May 17 (Bloomberg) -- Increased transparency in credit default-swaps will attract new users to the shrinking market, according to Sunil Hirani, co-founder and chief executive officer at trueEX, a proposed exchange for swaps.
The market structure “needs to be transformed,” Hirani said today at a Futures Industry Association conference in New York.
“Transparency will be the catalyst,” along with the ability to trade on regulated markets, according to Hirani, an architect of the credit-default swap market who co-founded Creditex Inc. While a lack of confidence in structure, increased capital for some privately negotiated contracts and a shrinking market don’t “encourage a lot of people to enter the market,” reasonable margin requirements, regulation and a “true end-of-day close” will help attract new participants, he said.
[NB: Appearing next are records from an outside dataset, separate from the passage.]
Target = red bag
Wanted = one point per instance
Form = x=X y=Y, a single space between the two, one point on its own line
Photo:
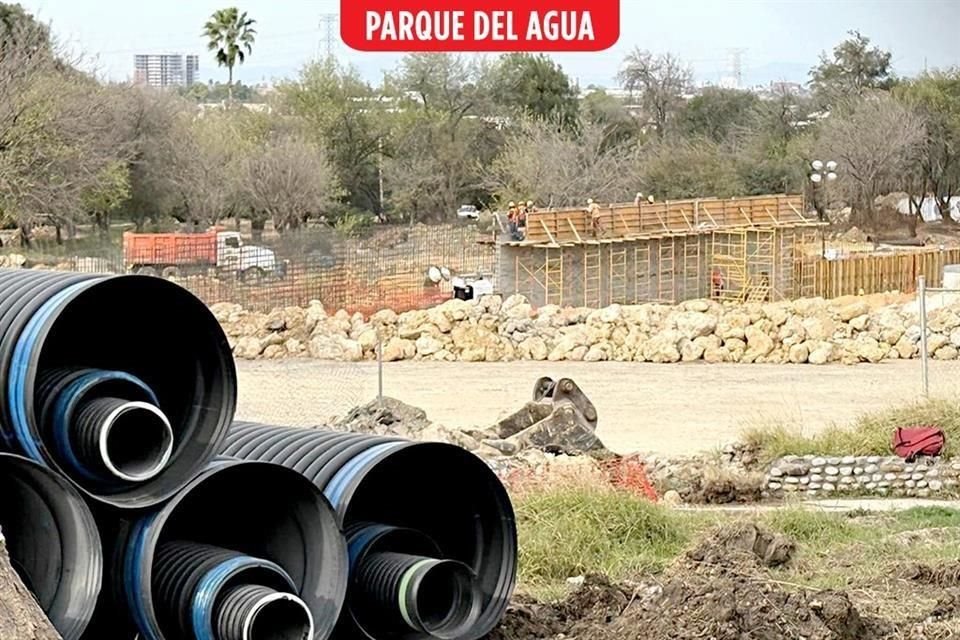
x=911 y=442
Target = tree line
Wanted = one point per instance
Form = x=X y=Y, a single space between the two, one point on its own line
x=443 y=130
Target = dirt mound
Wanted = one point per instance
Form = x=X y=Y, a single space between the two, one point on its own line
x=720 y=589
x=389 y=418
x=941 y=575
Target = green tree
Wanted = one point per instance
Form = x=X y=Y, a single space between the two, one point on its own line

The gross notional amount outstanding of credit-default swap products has shrunk to $26.4 trillion from $33.6 trillion in 2008, according to the Depository Trust & Clearing Corp., which runs a central repository for the market. Regulators are still writing the details of the rules for the Dodd-Frank Act, the most sweeping overhaul of U.S. financial regulation since the 1930s, introduced in reaction to the financial crisis of 2008.
In 1999, with $200,000 in capital, Hirani and John McEvoy founded Creditex, an electronic brokerage for credit-default swaps that helped create the auctions that set values for corporate bonds in default. They sold it in 2008 to Atlanta-based Intercontinental Exchange Inc., the second-largest U.S. futures market, for $513 million.
TrueEx applied in January to be a designated contract market, an exchange overseen by the Commodity Futures Trading Commission. Swaps allow investors to hedge or speculate on changes in underlying assets such as interest rates, currencies or the ability of a company to repay its debt. The unregulated market is used by banks, institutional investors and corporations.
If capital requirements are too high, “the product will die,” Larry Tabb, founder of financial-market research and advisory firm Tabb Group LLC, said on the panel today. If a reasonable amount of margin is required, he said “they’ll survive.”